For ten years of my life, I believed I had a rat in my brain. In that time, I made multiple suicide attempts, was incarcerated, and involuntarily committed to a psychiatric hospital. I have schizophrenia.

Today, I am living a full and productive life. The adversity that nearly ruined me; now is an asset, from it I’ve gained a voice; from it I’ve gained purpose.

I have witnessed the shortcomings and successes of the mental health system. I’ve been both harmed and aided by those there to support my recovery.

Right from the time I was diagnosed with schizophrenia, the mental health system failed me. The psychiatrist who diagnosed me gave me a prescription, and sent me on my way. No follow up visit. No real concern for my well being.

A couple months after receiving a schizophrenia diagnosis, I attempted to take my own life. First by cutting my wrist, but after failing, I set plans to hang myself. I tied a noose and hid it away, fortunately someone found it. Fortunately, I’m still alive.

A doctor I spoke to assumed, like many would, that I had attempted this suicide due to emotional distress.

However, the real reason I attempted to take my life was not emotional. It was based in fear, in paranoid delusion. I believed that people intended to do me serious harm. I believed that suicide was a way out. But my doctor didn’t question his assumptions. If he had, he and I could have done real work to resolve the distress that plagued me.
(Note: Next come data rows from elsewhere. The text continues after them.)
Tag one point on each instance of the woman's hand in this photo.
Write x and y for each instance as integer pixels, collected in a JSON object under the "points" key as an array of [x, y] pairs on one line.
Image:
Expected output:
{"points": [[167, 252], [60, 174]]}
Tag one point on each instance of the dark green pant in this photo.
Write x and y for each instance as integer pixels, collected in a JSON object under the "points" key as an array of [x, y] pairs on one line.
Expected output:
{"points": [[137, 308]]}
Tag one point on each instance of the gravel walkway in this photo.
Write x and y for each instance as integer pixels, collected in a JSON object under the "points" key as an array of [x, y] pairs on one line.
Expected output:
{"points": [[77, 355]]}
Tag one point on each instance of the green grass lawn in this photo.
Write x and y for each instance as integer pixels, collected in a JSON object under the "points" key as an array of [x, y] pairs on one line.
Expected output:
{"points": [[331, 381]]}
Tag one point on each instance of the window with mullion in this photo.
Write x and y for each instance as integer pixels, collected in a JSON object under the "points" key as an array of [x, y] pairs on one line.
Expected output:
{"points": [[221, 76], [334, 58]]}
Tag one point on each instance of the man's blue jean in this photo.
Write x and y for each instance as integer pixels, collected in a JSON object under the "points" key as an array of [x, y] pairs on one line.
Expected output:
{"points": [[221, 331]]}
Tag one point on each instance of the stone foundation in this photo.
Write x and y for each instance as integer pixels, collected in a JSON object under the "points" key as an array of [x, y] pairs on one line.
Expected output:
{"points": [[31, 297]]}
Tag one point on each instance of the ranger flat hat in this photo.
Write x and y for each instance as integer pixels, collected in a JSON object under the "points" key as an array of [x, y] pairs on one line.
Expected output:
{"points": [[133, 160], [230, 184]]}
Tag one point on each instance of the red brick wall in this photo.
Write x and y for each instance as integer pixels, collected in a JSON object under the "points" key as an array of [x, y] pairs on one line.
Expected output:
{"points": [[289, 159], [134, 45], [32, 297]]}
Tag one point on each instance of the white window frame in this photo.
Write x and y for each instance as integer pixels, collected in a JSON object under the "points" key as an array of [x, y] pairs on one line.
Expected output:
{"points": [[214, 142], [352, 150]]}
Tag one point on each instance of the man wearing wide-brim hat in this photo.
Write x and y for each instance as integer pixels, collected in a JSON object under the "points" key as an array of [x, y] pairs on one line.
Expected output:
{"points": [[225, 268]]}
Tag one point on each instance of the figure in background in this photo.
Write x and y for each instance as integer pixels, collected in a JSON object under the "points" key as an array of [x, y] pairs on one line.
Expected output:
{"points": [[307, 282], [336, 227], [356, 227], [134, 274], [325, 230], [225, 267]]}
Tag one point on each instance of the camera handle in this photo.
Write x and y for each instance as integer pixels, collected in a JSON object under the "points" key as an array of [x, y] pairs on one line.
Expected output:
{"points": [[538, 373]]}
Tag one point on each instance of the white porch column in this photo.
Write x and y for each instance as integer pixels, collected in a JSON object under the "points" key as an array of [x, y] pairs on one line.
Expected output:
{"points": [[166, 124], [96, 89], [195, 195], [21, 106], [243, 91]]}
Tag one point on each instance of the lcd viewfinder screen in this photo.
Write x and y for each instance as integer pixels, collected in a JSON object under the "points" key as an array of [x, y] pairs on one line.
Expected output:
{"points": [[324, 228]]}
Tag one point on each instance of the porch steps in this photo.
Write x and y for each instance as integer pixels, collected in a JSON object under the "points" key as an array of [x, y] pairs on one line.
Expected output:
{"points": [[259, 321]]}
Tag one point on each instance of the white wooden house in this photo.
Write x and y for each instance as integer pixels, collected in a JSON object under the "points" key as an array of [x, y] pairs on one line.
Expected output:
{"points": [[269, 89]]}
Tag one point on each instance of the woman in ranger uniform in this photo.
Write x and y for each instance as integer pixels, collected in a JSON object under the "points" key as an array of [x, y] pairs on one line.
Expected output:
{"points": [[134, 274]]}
Resolution to my confused state of mind did not come until I began working with peer specialists. Peer specialists are people who have faced the challenges of mental illness, have recovered, and support others who are afflicted with mental disease.

It was four and a half years after receiving a schizophrenia diagnosis before I met my first peer specialist. No one in that time really understood me. They medicated me, and even impacted me so that I may get better.

But there is no college degree that will help you understand a person suffering from mental illness as much as you would from having been there yourself.

Our mental health system is currently housing too many people in jails and psychiatric hospitals. I can say from experience that this is because we are too reactive in treating mental illness.

The current system of mental healthcare, does not adequately address mental health challenges until there is an impending danger, or legal entanglement. Then the treatments administered are generally an imposition, and sometimes harmful.

We must aggressively utilize peers to both educate and support those diagnosed with mental illnesses. We must end the era of a repressive mental health system that stigmatizes and marginalizes those who it is there to heal.